Vítimas da prática relatam espancamentos, estupros, manipulação e exorcismos

AFP

Parada LGBT+ na Avenida Paulista
Bandeira esticada na 29ª Parada do Orgulho LGBT+, na Avenida Paulista. enato S. Cerqueira/Atopress/Estadão Conteúdo

O governo britânico anunciou, nesta quinta-feira (25), um projeto de lei para proibir as “terapias de conversão” de pessoas LGBTQIA+, ressaltando que estas práticas continuam existindo devido à ausência de uma legislação específica que as sancione.

As chamadas “terapias de conversão”, que consideram a homossexualidade uma doença, são práticas que afirmam, de forma equivocada, poder modificar a orientação sexual ou a identidade de gênero de uma pessoa.

O projeto de lei, que afeta a Inglaterra e o País de Gales, prevê penas de prisão de até cinco anos e/ou multas para aqueles que realizem estas práticas.

“As vítimas destas práticas de conversão relatam fatos que vão desde espancamentos e estupros até ameaças verbais, passando por manipulação e exorcismos“, destacou o governo britânico em um comunicado.

Vulnerabilidade

“As brechas legais deixaram as pessoas LGBTQIA+ vulneráveis a estes atos prejudiciais, por isso precisamos legislar”, explicou a secretária de Estado para a Igualdade, Olivia Bailey, neste mesmo comunicado.

Uma iniciativa deste tipo foi anunciada várias vezes desde 2018, sem chegar a se concretizar devido a mudanças de rumo nos governos conservadores anteriores.

O Partido Trabalhista, que chegou ao poder em julho de 2024, se comprometeu a levar adiante esta medida, incluindo as pessoas transgênero.

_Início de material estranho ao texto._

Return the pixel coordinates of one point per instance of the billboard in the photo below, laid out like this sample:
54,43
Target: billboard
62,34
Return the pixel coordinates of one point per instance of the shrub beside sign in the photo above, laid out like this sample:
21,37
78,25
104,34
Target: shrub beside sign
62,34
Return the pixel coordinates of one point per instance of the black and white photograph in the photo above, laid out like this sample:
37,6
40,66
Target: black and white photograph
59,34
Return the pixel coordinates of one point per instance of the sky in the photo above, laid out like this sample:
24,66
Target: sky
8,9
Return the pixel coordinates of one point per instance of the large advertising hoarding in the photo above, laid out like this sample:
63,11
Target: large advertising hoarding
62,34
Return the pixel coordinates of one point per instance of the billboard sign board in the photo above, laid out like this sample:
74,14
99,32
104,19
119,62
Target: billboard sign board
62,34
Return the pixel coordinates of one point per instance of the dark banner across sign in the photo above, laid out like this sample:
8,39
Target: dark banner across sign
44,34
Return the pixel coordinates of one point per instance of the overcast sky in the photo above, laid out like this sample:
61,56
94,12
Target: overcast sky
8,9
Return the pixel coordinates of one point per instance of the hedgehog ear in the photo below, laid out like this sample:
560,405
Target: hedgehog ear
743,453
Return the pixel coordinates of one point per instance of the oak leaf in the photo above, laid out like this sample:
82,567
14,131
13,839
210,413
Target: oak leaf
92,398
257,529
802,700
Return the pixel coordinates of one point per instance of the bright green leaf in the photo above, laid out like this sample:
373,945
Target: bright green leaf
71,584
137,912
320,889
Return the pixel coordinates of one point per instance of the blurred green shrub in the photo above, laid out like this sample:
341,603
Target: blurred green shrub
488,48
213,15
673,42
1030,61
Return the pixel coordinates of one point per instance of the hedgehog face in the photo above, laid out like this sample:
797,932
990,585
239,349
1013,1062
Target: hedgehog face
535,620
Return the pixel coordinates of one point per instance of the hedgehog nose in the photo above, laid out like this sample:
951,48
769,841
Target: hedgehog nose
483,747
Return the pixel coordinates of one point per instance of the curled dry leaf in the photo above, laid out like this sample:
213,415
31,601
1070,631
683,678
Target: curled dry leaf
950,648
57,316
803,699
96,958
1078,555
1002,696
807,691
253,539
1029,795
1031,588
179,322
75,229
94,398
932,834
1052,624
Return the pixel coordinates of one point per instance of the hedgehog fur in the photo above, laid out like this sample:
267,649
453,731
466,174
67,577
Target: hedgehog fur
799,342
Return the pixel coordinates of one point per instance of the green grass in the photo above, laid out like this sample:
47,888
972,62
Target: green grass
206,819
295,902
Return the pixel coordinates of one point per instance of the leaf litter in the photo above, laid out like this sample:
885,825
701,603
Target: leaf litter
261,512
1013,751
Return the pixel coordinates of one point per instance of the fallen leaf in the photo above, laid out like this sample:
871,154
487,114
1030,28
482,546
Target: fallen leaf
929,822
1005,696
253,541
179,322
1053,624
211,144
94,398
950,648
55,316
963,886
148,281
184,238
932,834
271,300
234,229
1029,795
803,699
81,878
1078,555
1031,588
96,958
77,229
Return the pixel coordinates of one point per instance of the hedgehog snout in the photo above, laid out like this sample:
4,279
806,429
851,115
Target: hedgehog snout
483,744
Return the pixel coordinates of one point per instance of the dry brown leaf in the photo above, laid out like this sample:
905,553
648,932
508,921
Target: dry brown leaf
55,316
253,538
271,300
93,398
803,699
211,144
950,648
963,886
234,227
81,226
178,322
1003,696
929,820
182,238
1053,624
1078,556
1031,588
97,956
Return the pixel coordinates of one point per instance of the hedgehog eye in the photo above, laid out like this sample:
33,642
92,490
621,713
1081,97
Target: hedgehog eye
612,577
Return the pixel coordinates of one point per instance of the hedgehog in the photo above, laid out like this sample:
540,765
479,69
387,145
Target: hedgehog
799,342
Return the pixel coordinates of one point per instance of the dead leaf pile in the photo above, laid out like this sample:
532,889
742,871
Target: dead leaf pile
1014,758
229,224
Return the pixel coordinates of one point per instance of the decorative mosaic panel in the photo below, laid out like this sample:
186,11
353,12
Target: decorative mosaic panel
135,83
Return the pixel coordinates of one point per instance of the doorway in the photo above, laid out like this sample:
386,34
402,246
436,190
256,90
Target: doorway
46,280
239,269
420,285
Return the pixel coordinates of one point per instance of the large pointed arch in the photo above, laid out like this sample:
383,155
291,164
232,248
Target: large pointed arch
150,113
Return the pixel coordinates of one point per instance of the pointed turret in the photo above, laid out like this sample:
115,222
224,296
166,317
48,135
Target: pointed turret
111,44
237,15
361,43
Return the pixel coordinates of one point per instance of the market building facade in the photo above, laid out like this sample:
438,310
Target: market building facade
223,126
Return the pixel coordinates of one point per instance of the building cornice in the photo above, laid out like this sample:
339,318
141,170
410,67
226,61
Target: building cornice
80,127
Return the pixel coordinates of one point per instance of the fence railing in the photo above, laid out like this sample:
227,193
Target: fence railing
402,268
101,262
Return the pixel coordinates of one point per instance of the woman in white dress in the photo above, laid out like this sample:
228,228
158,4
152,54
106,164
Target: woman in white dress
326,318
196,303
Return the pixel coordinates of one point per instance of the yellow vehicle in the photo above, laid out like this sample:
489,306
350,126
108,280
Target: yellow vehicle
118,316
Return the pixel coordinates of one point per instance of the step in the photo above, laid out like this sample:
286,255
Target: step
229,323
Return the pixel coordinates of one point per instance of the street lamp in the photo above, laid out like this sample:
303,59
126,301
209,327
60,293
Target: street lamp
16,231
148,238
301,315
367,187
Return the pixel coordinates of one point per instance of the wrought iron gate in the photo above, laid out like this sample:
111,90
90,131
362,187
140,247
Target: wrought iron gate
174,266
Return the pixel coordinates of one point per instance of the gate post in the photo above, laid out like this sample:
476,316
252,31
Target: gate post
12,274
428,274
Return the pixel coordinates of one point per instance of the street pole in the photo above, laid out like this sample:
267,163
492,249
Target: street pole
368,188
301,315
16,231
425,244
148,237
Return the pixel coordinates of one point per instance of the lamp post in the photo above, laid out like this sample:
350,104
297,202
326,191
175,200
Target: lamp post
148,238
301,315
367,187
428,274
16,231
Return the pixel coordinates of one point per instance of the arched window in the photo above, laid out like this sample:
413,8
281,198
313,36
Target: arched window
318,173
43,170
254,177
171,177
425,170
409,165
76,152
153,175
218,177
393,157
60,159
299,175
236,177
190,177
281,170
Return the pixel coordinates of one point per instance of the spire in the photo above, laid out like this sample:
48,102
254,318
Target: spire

A legislação não abrange todo o Reino Unido, pois esta é uma questão da jurisdição de cada um dos seus territórios constituintes. Portanto, Escócia e Irlanda do Norte terão de decidir se adotam ou não esta medida.

Organizações comemoram

“Recebemos com satisfação esta legislação, embora chegue com muito atraso. Trata-se de um primeiro passo essencial para tratar as práticas de conversão como uma forma específica de dano”, declarou Jasmine O’Connor, codiretora da associação Galop.

A União Europeia (UE) indicou em maio que não tem competências legais para proibir estas práticas em todo o continente, de modo que irá se limitar a recomendar aos seus membros que as proíbam.